The new era of out-of-home (OOH) advertising is bringing new materials, digital tactics and storytelling methods into the mix.

Out-of-home (OOH) advertising has played an integral role in the media mix for decades due to its influence and impact. The vast majority (88%) of U.S. adults have noticed an OOH ad within a one-month period and 78% of these consumers took some sort of action after, according to research from Morning Consult and the Out of Home Advertising Association of America (OAAA). While the fundamentals of a top-performing campaign — like solid storytelling — remain very much intact, the landscape is evolving to inspire creative innovation and enable digital integration.

For Bill Rosenthal, President at Midnight Oil, the greatest potential lies in this blurring of the static and interactive worlds. “I’m excited about the idea of getting the static board that everyone is going to see, and then the digital that will enable a variety of content within it. There’s a lot of potential there,” he said in an interview with Retail TouchPoints. And with deep roots in entertainment and media — Midnight Oil’s client base spans major studios, streamers and retailers — Rosenthal also sees the potential for “retailtainment” in OOH, especially for consumer brands and retailers that want to drive traffic to physical spaces and activations.

“Retailers are trying to create experiences to drive consumers into the store, so there’s this synergy between retail and entertainment,” Rosenthal explained. “We’ve heard that people are going to buy everything online, but we’re now seeing that people want to get out of their houses. For retailers, there’s an opportunity to showcase the benefits of going to the store, the broader entertainment value. There’s a lot of opportunity to blur those lines and bring more experiential, entertainment-like opportunities and activations.”

Rosenthal tapped into Midnight Oil’s experience working for beloved media brands like Barbie, Halo, Stranger Things, Trolls and others to offer insights on OOH trends and best practices.

Focus on a Compelling Story

Because storytelling is at the core of media organizations and their various brand properties, they have the unique opportunity to leverage characters, settings and unique brand attributes to create differentiated OOH campaigns, according to Rosenthal. Brands and retailers can take a similar approach by building a comprehensive story around a particular campaign, brand value prop or even a product launch.

“A lot of the work that we do is really geared towards grabbing attention — to capture people in the moment but then also trying to drive conversation online through social,” he explained. “When you can come up with something that’s driven by compelling content and compelling visuals, something that’s different, that is when you’re going to see the biggest impact and reach. Because in an ideal world, you create something that’s appealing enough that somebody takes the moment to post it on social and then it garners a lot more eyeballs because a lot of OOH is launched in major metropolitan areas, which represents a small microcosm of the possible audience.”
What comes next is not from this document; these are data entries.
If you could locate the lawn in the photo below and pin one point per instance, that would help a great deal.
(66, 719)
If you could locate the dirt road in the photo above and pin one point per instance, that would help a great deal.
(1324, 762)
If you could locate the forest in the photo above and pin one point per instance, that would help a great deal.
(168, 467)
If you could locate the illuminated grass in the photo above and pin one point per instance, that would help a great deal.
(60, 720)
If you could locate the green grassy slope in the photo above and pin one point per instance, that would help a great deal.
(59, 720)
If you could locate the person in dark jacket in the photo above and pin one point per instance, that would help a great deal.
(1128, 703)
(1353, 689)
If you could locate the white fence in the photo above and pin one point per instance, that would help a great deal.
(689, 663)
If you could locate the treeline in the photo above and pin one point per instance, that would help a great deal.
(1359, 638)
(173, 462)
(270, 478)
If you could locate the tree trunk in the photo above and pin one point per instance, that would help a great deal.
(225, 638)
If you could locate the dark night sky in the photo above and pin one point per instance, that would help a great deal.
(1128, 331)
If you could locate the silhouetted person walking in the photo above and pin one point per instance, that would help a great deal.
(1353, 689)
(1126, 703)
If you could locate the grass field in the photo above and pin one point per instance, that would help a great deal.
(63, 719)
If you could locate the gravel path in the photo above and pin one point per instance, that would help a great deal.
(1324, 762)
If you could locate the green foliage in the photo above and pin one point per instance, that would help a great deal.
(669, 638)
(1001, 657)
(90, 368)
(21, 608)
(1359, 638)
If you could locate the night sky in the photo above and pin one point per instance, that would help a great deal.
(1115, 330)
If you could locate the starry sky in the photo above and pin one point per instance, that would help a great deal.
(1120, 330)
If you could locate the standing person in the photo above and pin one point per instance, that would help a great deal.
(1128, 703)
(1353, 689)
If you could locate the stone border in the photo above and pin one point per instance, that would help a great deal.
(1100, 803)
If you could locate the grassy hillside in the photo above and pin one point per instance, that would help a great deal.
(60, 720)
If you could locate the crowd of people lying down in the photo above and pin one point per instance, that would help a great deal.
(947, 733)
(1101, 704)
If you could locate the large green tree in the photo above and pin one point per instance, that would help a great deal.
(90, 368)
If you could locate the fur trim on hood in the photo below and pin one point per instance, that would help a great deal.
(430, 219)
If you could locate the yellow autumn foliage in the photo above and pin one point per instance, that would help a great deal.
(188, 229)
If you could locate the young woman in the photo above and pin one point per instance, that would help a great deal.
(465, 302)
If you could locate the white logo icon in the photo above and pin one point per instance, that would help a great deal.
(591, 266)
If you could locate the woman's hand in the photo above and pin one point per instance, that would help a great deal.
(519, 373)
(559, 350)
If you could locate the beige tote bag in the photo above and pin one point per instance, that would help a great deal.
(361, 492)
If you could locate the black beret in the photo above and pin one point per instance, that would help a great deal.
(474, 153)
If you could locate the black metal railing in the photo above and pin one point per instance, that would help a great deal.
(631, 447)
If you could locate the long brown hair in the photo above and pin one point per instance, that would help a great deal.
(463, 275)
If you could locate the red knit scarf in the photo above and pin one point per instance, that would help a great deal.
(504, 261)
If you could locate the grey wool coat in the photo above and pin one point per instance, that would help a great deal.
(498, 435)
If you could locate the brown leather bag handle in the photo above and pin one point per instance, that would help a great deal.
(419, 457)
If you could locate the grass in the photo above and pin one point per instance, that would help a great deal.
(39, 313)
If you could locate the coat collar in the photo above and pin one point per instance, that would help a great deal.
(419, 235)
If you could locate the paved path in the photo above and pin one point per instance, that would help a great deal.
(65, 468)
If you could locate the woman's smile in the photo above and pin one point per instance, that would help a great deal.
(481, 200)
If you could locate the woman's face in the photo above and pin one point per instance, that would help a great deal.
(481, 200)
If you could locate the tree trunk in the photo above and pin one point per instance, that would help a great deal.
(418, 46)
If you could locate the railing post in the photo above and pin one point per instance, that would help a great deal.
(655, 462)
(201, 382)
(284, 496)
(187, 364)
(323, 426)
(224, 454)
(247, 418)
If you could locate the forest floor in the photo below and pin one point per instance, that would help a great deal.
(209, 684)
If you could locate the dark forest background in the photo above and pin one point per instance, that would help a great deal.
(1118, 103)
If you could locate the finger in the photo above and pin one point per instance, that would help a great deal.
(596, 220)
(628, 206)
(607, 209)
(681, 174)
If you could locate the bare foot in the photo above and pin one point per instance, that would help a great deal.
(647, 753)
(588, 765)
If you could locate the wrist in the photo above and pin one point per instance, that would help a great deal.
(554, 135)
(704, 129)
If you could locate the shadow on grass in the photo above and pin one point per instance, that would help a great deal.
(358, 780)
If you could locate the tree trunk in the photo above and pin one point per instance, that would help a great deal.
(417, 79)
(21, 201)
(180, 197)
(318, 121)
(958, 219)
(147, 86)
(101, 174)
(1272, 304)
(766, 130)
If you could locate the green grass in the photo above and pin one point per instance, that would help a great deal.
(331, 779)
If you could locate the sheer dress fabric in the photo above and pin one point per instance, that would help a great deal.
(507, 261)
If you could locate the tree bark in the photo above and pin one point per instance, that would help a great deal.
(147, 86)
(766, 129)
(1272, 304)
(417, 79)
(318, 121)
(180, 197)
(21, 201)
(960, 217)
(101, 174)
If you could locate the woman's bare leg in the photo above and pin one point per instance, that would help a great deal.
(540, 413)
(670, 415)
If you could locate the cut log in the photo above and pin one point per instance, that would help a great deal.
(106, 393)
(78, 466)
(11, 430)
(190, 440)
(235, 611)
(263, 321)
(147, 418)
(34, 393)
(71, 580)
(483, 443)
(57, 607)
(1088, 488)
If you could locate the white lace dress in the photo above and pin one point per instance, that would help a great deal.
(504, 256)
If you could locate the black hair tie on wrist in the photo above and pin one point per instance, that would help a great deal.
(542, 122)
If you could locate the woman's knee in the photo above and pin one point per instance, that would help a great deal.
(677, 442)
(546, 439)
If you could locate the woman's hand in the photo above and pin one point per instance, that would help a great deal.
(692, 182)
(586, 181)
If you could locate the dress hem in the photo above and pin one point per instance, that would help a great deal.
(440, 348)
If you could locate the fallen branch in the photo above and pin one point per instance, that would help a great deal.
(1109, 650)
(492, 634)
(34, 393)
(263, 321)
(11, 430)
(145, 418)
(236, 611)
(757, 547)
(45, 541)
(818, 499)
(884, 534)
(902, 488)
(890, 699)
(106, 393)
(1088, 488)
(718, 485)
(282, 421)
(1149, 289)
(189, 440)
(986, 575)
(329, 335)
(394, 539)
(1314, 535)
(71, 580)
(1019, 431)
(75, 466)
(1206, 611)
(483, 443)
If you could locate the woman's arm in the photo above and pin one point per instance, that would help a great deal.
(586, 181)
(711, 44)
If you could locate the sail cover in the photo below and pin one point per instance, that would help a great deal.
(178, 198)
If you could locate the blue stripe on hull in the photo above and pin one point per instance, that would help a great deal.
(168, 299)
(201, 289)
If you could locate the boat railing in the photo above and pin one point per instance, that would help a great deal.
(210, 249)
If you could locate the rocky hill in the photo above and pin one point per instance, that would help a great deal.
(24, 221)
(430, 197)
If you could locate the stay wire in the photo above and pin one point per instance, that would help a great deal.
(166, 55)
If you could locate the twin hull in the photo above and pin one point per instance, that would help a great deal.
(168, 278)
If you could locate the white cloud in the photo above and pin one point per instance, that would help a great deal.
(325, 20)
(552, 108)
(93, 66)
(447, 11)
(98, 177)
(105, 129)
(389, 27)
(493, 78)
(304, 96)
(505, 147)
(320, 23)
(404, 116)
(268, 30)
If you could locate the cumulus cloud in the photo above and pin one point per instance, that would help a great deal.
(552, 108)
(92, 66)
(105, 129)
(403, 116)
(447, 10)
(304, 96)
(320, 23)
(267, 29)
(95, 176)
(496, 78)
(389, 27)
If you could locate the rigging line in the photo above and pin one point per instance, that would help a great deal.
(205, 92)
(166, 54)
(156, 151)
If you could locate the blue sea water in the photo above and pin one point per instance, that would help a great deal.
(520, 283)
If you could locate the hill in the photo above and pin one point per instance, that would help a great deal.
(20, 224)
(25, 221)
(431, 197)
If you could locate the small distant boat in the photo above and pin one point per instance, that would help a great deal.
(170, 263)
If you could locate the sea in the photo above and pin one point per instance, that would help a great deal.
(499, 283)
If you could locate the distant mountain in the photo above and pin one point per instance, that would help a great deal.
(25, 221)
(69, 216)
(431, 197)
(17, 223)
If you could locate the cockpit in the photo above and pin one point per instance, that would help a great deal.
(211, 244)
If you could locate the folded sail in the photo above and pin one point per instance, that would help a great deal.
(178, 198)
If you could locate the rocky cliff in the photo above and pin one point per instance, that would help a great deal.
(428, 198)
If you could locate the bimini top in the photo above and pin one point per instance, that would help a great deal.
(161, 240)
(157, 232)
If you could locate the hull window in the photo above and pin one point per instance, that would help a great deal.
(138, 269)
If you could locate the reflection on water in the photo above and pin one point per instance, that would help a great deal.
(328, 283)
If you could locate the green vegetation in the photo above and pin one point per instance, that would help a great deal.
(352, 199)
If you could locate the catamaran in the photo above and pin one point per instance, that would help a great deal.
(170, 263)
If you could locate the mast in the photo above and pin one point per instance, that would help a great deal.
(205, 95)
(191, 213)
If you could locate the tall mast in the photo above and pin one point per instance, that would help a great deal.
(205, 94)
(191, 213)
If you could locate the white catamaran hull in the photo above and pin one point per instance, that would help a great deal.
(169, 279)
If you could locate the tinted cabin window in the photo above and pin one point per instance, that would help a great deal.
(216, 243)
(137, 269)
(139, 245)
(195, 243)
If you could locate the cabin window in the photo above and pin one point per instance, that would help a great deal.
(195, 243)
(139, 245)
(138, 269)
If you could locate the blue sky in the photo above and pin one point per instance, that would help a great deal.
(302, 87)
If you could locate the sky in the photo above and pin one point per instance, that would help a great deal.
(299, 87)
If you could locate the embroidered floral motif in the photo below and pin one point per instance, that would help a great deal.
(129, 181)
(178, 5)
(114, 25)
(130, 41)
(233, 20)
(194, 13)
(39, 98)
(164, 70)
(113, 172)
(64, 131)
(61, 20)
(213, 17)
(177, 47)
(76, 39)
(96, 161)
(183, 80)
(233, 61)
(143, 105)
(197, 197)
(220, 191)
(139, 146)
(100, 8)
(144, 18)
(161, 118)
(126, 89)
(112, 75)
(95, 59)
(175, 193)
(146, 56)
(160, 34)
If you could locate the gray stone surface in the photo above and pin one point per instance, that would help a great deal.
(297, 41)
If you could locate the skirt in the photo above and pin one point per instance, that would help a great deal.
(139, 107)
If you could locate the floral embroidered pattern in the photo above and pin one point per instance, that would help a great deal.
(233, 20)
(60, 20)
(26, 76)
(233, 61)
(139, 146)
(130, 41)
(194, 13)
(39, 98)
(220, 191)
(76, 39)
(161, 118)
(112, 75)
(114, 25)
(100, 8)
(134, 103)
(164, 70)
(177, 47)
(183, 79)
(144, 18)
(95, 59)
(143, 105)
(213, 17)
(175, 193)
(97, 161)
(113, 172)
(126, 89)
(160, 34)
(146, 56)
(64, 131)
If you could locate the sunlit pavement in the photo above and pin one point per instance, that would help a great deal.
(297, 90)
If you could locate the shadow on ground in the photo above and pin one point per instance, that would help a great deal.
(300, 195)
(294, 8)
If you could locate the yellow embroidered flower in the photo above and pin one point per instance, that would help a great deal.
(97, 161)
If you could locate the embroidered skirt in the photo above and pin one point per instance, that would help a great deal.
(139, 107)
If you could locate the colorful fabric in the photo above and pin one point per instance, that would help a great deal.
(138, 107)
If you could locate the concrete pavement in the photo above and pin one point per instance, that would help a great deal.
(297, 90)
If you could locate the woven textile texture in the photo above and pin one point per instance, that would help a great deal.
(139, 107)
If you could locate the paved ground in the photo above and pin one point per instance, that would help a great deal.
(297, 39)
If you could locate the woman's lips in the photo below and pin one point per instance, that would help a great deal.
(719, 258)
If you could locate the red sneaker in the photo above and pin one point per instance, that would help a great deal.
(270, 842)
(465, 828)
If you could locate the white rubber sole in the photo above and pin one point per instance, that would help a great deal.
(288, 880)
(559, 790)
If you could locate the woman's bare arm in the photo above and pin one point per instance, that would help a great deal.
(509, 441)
Midnight Oil worked with Netflix on a series of billboards that tell a robust story that aligns with its newest series. Photo credit: Midnight Oil

Think Holistically About the Entire Campaign Vision

The most effective OOH campaigns are tied to broader, long-term campaign strategies that span various channels and touch points. Marketing and advertising teams need to look at their campaign calendar holistically to ensure all the pieces can be created on time and on budget. For example, a year-long campaign may have multiple phases, and within each of those phases there may be a new storytelling element that will have supporting campaign tactics and pieces that have their own distinct launch cadence.

With OOH in particular, “there’s varying degrees of how much lead time it takes; just like with every other piece of the marketing strategy, one of the big considerations is how much time you have to allow to create something, from the fabrication to the installation,” Rosenthal explained. This is especially true if brands want to integrate digital OOH or explore new 3D formats and material usage.

This project for the film Oppenheimer was built around a 10-month countdown clock concept that built anticipation for the movie’s release and timed to coincide with the anniversary of the first nuclear test. Over the duration of the campaign, there were more than three billion views online. Photo credit: Midnight Oil

Be Intentional with Digital

Digital is driving a new era of OOH, particularly since a key consideration for brands is how to use OOH to activate consumer behaviors. In this case, that means inspiring audiences to share the campaign or learn more about the brand, film or experience, using their own digital accounts and devices. For some brands, that means sharing a campaign hashtag on all billboards. For others, that means using a QR code with a clear call-to-action.

However, “the easy answer is any or all of the above,” Rosenthal said. “But ultimately, it’s about creating something that’s visually arresting and appealing to get people to take notice. And then, ideally, it’s a combination of the brand promoting the work, and then getting consumers to post the content. We’re especially seeing a lot of ads on TikTok.”  

Video credit: Paramount+, Midnight Oil

Digital also has become a key form factor for OOH storytelling and is being integrated into the “four sides” of traditional billboards.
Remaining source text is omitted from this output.